Weitere zwei Tage verbrachten wir schließlich am Loch Ness. Hier buchten wir uns in ein fünf Sterne Hostel ein, das etwa 10 Kilometer vom See entfernt lag. Loch Ness selbst war weniger spektakulär, die Attraktionen wie Urquhart Castle leider überteuert. Fährt man jedoch Richtung Westen erreicht man Glen Affric. Hier kann man diverse Wanderungen unternehmen und eine fantastische Landschaft genießen. Dies war wirklich ein Highlight unserer Reise!
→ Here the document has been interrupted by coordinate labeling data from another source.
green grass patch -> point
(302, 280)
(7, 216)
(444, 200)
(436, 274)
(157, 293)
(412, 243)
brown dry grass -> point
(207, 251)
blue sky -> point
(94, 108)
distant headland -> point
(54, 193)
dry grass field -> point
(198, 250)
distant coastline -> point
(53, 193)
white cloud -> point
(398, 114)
Weitere vier Übernachtungen verbrachten wir dann auf der Isle of Skye. Über Plockton, die Stadt der Palmen, und Kyle of Lochalsh nutzten wir die Skye Bridge, um das Meer zu überqueren. Gleich danach in Kyleakin befand sich ein Hostel, das uns die erste Nacht aufnahm. Spannend war, dass wir die letzten gestern waren, bevor das Hostel für immer geschlossen wurde. Die weiteren drei Nächte verbrachten wir schließlich in Skinidin an der Westseite der Insel in einem Chalet. Unbedingt zu empfehlen sind der Old Man of Storr, ein riesiger Felsen, der auf einem Berg thront. Ihn haben wir bei bestem Sonnenschein erklommen und hatten so eine tolle Aussicht auf die umliegenden Inseln. Des Weiteren sollte man den Kilt Rock gesehen haben genauso wie den Neist Point, den westlichsten Punkt der Insel, an dem man, wenn man etwas Glück hat, auch Wale sehen kann. Die herausragenden Cuillin Hills sieht man bereits von Weitem. Wanderungen sollten hier aber nur mit guter Ausrüstung durchgeführt werden.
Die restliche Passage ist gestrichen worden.